Weight fluctuations in (deep) linear neural networks and a derivation of the inverse-variance flatness relation
Markus Gross, Arne P. Raulf, Christoph Räth
TL;DR
This work analyzes weight fluctuations in underparameterized linear neural networks trained by SGD, using a continuum Langevin framework to understand how stochasticity shapes late-time training. It first shows that in a single-layer net the SGD noise spectrum deviates from the Hessian due to broken detailed balance, producing anisotropic weight fluctuations while the loss remains effectively isotropic.
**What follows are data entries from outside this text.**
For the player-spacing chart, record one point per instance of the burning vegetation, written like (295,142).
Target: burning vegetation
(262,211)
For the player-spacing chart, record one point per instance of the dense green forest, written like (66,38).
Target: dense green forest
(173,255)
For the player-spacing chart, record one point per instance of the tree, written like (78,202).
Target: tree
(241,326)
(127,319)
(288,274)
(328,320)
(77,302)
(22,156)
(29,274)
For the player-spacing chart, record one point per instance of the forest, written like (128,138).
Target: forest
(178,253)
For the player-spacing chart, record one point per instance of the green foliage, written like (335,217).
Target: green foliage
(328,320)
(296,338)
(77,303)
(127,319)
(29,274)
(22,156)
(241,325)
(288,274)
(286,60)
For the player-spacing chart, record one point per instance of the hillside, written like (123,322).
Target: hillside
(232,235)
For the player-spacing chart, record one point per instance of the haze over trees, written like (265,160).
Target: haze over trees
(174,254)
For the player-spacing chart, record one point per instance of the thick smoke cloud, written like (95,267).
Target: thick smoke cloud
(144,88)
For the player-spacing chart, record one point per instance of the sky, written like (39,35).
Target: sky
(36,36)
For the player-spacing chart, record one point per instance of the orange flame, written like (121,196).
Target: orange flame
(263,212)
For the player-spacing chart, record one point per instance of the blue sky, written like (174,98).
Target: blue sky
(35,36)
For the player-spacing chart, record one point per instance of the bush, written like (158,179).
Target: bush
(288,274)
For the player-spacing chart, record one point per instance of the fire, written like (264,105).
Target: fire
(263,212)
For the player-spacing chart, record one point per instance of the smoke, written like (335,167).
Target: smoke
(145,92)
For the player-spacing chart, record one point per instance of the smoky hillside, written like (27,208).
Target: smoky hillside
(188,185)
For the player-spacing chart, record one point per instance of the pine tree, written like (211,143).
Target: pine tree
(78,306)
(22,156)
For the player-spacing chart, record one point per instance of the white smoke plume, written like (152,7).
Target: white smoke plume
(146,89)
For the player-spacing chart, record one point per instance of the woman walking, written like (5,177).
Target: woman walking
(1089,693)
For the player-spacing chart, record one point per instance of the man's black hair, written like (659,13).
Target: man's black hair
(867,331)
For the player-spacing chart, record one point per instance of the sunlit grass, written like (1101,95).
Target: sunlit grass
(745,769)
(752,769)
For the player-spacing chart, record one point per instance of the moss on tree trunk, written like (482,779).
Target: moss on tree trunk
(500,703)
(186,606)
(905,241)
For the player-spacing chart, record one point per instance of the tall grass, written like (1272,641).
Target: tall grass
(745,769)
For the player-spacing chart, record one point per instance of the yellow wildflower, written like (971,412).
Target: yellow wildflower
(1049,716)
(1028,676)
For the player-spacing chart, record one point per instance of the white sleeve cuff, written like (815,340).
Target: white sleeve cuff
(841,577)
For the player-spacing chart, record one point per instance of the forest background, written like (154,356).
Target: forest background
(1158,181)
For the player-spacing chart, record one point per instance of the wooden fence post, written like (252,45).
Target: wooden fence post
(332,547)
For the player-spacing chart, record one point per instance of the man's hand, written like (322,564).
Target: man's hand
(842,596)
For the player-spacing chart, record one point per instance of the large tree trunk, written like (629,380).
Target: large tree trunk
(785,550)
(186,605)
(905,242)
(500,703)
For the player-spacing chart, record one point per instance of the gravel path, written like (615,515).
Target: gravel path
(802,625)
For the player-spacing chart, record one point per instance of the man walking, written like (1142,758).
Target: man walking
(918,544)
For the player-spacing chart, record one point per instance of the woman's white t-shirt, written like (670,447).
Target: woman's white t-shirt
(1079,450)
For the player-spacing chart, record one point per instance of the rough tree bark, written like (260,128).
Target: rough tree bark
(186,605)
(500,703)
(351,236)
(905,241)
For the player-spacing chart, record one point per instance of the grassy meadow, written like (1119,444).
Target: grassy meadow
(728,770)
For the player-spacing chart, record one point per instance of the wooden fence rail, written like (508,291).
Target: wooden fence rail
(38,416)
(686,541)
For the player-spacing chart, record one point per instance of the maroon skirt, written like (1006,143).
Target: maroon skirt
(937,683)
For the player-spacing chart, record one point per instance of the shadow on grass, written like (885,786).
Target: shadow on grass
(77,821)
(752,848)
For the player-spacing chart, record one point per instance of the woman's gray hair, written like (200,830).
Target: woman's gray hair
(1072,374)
It then extends to a two-layer linear network, deriving a layerwise stochastic gradient flow and performing a perturbative linearization around a quasi-stationary state; the inter-layer coupling and rank deficiencies of the drift-diffusion operators give rise to anisotropic fluctuations and enable an analytic derivation of the inverse variance-flatness relation (IVFR) for fluctuations in the second layer. The results connect microscopic SGD noise structure to macroscopic loss landscape geometry, offering theoretical insight into why broader, flatter valleys correlate with stable training and generalization, and suggesting a principled route toward Bayesian sampling approaches in neural networks.
Abstract
We investigate the stationary (late-time) training regime of single- and two-layer underparameterized linear neural networks within the continuum limit of stochastic gradient descent (SGD) for synthetic Gaussian data. In the case of a single-layer network in the weakly underparameterized regime, the spectrum of the noise covariance matrix deviates notably from the Hessian, which can be attributed to the broken detailed balance of SGD dynamics. The weight fluctuations are in this case generally anisotropic, but effectively experience an isotropic loss. For an underparameterized two-layer network, we describe the stochastic dynamics of the weights in each layer and analyze the associated stationary covariances. We identify the inter-layer coupling as a distinct source of anisotropy for the weight fluctuations. In contrast to the single-layer case, the weight fluctuations are effectively subject to an anisotropic loss, the flatness of which is inversely related to the fluctuation variance. We thereby provide an analytical derivation of the recently observed inverse variance-flatness relation in a model of a deep linear neural network.